## Empirical information metrics paper published

It is common to measure the information value of a model as its average prediction power for some observable variable of interest. Then the absolute goodness-of-fit of a statistical model to a set of observations can be formulated as the total remaining information obtainable by the set of all models that we have not yet computed (one of which might fit the observations much better than our current model). In a paper just published in Information I define this metric as the potential information, and show that it can estimated directly from the observations, without actually computing any of the remaining models.

This addresses a simple question in Bayesian inference: how do we know when we’re done? Bayesian inference is widely used in many disciplines, because it provides a general framework for evaluating the strength of evidence for a list of competing theories \Psi_i, given a set of experimental observations obs . If all problems could be solved by computing a short list of possible models (theories), this would be a good general strategy. In real-world scientific inference, however, we cannot a priori assume that the possibilities can be limited to a fixed list of models. So in practice we face a set of all possible models that is effectively infinite (or at least unmanageably large), of which we only calculate a small subset of terms. This raises the unsettling possibility that the correct model \Omega may not even be included in the subset of terms that we calculated.

Specifically, the probability of a model \Psi_i given a set of observations obs is calculated via Bayes’ Law:

p(\Psi_i|obs) = \frac{p(obs|\Psi_i)p(\Psi_i)}{p(obs)}

where the denominator p(obs) is calculated via the expansion p(obs)=\sum_i{p(obs|\Psi_i)p(\Psi_i)}. If the set of all possible models \Psi_i is infinite, we will only be able to calculate this sum for a subset of terms \Psi_1 … \Psi_n. This underestimates the total sum p(obs) and therefore overestimates the probability of any model p(\Psi_i|obs), perhaps grossly. The real question is whether the correct model \Omega was included in the calculated terms \Psi_1 … \Psi_n or not. Since by definition \Omega maximizes p(obs|\Psi), if included it may dominate the sum, and therefore our calculated probabilities may be reasonably accurate (in which case we are “done”). But if not, then they may be very inaccurate, and we would need to calculate more terms of the model series in the hopes of finding \Omega. So how do we know whether we’re done?
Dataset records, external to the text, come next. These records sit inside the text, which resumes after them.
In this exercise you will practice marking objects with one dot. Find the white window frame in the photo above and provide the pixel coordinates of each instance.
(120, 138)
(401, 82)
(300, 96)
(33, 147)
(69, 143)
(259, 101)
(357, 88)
Unfortunately, Bayes’ Law does not answer this question. Intuitively, if the calculated subset of models is a poor fit to the observations, this will be reflected in a very low value for the calculated probability of the observations p(obs) — much smaller than “it should be”. So how large should p(obs) be? Again, Bayes’ Law does not answer this.

This question is directly relevant to understanding the scientific method mathematically, because it is related to Popper’s criterion of falsifiability, namely that a scientific theory is only useful if it makes predictions that could be shown to be wrong by experiments. Translated into Bayesian terms, this means showing that the fit of the calculated model terms to the experimental observations is not “good enough” — precisely the capability that Bayes’ Law lacks.

The potential information metric solves this problem by measuring the maximum amount of new information obtainable by computing all the remaining terms of the infinite model set. Its most interesting property is that we can measure it without actually computing any more terms of the infinite model set. For details on the metric and its relations with traditional information theory, see the paper.